A student worksheet is available to accompany this demonstration. A series of Power Point slides, including a Clicker Question, has been developed to accompany this demonstration.

Curriculum Notes

This demonstration illustrates how to apply the concept of a limiting reactant to the following chemical reaction

• Mg (s) + 2 HCl (aq) ==> H2 (g) + MgCl2 (aq)
One day of lead time is required for this project.
Discussion
• Mg (s) + 2 HCl (aq) ==> H2 (g) + MgCl2 (aq)
• In the first flask there is four times the stoichiometric quantity of Mg present, so the balloon inflates to a certain extent as all of the HCl reacts to form hydrogen gas; the indicator changes from red to blue, indicating that the acid was used up; and excess Mg is visible in the bottom of the flask when the reaction is finished.
• The second flask contains stoichiometrically equivalent quantities of both reactants so the balloon inflates to the same extent as the first flask as all of the HCl reacts to form hydrogen gas; most of the Mg is used up, and the indicator changes from red to peach.
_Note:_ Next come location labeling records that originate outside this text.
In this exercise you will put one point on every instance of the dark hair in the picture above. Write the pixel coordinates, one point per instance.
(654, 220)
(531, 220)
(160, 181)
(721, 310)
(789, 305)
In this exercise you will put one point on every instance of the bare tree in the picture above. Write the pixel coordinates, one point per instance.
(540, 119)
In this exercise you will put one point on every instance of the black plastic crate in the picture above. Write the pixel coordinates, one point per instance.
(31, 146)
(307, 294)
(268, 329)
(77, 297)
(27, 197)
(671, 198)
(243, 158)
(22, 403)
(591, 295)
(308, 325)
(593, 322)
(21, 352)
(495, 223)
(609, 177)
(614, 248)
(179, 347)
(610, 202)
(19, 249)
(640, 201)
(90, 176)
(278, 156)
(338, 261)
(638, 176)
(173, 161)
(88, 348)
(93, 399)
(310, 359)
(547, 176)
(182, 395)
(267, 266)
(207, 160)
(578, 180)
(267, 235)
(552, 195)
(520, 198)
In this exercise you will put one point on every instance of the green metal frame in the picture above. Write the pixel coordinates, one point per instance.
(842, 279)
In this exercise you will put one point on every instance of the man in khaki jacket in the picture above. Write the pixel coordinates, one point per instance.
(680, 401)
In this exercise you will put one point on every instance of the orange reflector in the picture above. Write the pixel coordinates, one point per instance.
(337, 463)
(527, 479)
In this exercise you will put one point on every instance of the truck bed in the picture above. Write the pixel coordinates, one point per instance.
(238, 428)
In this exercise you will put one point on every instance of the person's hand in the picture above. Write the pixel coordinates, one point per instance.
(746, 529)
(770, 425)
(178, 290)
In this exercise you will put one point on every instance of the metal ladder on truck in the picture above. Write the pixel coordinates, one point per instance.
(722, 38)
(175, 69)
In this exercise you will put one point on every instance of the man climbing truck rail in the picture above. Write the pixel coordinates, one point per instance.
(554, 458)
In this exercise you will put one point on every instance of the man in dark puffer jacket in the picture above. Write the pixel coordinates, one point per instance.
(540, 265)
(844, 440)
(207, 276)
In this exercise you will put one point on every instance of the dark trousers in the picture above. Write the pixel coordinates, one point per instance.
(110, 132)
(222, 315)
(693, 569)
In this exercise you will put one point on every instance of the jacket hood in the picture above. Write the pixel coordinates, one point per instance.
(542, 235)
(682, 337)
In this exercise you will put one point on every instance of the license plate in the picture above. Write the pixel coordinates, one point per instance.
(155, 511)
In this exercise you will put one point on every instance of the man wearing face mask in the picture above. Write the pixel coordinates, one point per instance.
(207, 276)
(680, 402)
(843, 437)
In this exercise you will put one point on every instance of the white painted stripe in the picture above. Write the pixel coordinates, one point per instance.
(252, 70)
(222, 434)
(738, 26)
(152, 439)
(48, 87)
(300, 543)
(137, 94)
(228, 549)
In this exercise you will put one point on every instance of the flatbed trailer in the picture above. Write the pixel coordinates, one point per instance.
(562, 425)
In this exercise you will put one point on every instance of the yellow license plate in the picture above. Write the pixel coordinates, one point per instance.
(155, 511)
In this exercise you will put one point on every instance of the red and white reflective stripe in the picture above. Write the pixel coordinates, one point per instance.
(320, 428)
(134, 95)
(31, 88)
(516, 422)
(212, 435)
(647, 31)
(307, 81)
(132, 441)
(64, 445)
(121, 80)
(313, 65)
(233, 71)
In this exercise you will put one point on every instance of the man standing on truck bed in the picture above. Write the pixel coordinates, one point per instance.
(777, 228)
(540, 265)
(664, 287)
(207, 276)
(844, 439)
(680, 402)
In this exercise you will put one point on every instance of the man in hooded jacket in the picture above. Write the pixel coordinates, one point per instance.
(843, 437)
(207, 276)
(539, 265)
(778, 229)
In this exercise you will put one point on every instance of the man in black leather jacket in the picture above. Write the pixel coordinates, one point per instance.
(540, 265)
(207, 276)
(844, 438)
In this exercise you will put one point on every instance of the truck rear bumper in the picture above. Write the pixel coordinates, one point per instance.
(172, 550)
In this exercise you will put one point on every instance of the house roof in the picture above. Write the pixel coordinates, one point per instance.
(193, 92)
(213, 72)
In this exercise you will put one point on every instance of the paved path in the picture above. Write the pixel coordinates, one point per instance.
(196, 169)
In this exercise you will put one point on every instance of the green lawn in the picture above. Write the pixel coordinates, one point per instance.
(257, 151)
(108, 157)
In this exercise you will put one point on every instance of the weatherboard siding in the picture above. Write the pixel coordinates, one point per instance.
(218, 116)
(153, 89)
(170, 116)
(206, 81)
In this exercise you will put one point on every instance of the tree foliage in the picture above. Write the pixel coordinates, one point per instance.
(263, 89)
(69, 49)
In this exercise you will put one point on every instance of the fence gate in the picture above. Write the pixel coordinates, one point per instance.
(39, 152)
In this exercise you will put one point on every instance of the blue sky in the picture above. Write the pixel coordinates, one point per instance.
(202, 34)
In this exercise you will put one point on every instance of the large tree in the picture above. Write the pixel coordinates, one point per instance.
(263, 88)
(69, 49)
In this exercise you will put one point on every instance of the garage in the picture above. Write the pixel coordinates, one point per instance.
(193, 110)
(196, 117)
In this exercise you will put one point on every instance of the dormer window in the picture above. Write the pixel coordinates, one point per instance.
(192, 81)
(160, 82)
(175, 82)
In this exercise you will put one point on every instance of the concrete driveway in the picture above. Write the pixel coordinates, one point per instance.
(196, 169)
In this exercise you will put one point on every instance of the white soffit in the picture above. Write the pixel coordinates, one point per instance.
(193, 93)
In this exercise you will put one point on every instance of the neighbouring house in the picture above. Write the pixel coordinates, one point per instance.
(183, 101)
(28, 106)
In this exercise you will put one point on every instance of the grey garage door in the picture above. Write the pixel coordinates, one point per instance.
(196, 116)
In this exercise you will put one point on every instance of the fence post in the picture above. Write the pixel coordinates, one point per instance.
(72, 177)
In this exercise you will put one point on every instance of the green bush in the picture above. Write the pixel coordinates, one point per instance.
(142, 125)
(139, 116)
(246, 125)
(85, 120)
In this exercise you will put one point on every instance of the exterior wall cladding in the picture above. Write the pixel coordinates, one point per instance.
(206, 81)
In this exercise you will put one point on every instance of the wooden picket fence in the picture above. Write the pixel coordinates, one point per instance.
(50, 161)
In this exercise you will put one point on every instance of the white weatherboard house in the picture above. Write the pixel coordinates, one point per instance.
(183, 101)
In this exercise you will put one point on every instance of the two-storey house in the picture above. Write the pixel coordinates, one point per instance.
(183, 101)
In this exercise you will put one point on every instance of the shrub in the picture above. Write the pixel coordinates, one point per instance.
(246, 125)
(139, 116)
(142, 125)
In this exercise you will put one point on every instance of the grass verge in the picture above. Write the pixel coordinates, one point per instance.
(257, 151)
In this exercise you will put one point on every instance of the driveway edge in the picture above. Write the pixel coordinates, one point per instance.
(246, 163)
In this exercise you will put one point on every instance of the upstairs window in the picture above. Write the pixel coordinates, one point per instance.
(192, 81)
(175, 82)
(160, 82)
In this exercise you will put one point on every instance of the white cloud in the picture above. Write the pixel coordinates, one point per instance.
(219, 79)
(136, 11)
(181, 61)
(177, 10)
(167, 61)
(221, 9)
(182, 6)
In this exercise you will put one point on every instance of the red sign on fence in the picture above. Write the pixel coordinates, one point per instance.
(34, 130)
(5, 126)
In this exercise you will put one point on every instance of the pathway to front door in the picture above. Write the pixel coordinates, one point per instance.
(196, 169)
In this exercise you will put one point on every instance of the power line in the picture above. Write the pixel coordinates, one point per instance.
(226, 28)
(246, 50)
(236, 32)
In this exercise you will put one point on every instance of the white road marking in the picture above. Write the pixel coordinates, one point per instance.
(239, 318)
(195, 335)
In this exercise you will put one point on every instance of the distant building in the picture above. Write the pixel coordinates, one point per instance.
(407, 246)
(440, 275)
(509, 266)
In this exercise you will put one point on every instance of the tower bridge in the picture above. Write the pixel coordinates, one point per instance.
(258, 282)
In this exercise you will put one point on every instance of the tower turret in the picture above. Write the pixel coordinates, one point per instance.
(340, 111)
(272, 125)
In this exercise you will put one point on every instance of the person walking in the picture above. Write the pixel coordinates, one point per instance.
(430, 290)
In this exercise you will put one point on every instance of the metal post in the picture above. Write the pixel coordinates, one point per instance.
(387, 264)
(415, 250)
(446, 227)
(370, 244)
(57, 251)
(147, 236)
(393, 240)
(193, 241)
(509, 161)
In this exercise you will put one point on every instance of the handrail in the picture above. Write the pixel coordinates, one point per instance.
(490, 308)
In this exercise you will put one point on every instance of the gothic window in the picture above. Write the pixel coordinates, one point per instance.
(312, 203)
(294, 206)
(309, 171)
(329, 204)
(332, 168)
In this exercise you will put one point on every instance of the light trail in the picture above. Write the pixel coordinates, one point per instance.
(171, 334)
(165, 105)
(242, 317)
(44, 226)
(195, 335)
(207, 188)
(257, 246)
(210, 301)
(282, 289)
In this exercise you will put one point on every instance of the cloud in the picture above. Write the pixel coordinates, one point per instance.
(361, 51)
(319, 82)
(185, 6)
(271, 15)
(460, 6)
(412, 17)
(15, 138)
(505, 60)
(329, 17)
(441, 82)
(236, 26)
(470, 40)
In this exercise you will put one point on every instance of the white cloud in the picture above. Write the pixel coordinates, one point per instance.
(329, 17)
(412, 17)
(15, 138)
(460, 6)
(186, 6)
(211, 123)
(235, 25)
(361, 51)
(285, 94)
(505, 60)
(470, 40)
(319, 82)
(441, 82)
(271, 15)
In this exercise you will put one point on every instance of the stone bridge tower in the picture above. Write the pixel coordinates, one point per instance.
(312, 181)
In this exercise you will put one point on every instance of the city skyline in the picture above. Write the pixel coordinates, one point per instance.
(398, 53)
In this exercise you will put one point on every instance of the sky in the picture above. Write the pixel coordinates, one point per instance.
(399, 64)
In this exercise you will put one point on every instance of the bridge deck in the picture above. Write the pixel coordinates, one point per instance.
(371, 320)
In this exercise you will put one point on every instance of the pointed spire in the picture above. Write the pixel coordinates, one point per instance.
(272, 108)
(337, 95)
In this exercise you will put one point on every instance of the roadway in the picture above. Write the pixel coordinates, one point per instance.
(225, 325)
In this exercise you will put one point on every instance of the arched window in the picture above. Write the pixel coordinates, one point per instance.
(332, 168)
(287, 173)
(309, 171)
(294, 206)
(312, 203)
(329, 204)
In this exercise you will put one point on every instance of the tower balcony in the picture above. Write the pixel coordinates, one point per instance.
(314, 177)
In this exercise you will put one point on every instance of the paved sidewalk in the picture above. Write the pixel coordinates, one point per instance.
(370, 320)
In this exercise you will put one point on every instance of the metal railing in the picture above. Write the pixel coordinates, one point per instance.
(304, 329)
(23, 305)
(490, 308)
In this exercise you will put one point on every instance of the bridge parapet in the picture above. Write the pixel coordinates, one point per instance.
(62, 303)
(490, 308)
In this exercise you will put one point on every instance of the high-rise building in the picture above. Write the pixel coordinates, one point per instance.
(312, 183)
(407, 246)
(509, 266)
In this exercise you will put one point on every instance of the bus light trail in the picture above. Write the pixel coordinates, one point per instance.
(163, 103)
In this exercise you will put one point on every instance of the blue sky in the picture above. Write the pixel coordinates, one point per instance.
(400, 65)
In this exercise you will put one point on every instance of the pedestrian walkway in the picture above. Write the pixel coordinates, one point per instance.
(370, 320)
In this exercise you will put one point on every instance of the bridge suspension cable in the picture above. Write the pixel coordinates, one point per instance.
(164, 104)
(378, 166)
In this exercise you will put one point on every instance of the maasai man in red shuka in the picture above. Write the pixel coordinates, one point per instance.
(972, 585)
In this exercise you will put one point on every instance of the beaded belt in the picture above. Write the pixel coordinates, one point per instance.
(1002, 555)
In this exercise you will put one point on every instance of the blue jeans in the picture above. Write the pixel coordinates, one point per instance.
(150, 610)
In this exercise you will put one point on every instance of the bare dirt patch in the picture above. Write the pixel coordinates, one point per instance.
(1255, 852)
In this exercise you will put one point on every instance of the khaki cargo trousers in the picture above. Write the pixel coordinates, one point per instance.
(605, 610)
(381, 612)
It takes longer for this balloon to inflate to the same extent as the first balloon because the reaction slows down considerably as the concentration of HCl and the surface area of the Mg approach zero toward the end of this reaction. Because of this effect the reaction won't truly go to completion during the class period and the indicator doesn't change as much as in the first flask.
• In the third flask there is one quarter of the stoichiometric quantity of Mg so the balloon is noticeably smaller than the other two since the Mg is used up before all of the HCl is converted to hydrogen gas and the indicator stays red, showing that there is still acid present.
Materials
• 3 500 mL Erlemeyer flasks, each with 100 mL of 1.0 M HCl and a couple of droppersful of universal indicator in it.
• 3 ring stands and clamps to hold the flasks in place
• 3 large balloons, the balloon on the first flask contains 4.8 g (0.2 mol) of Mg, the balloon on the second flask contains 1.2 g (0.05 mol) of Mg, and the balloon on the third flask contains 0.3 g (0.0125 mol) of Mg.
Procedure

The Mg in the balloons is added to the hydrochloric acid solution and the reaction is allowed to run for about five minutes. Make sure all of the Mg is added to the hydrochloric acid solution.  Check to see that very little of the magnesium metal doesn't get caught in the neck of the balloon. The sizes of the balloons, the colors of the solutions, and the amounts of Mg remaining in the flasks are compared. Allow about ten minutes for this demonstration.

Safety Precautions

Be sure and wear goggles in case one of the balloons pops off and spatters acid. Hydrochloric acid is corrosive.

• Skin Contact: In case of contact, immediately flush skin with plenty of water for at least 15 minutes.
• Eye Contact: Immediately flush eyes with plenty of water for at least 15 minutes, lifting lower and upper eyelids occasionally. Get medical attention immediately.
Prep. Notes

Do not prepare this demonstration the night before the presentation.  The HCl vapor may react with the magnesium in the balloon and the rubber of the balloon. A small amount of extra magnesium in the middle balloon is necessary in order to drive the reaction to completion.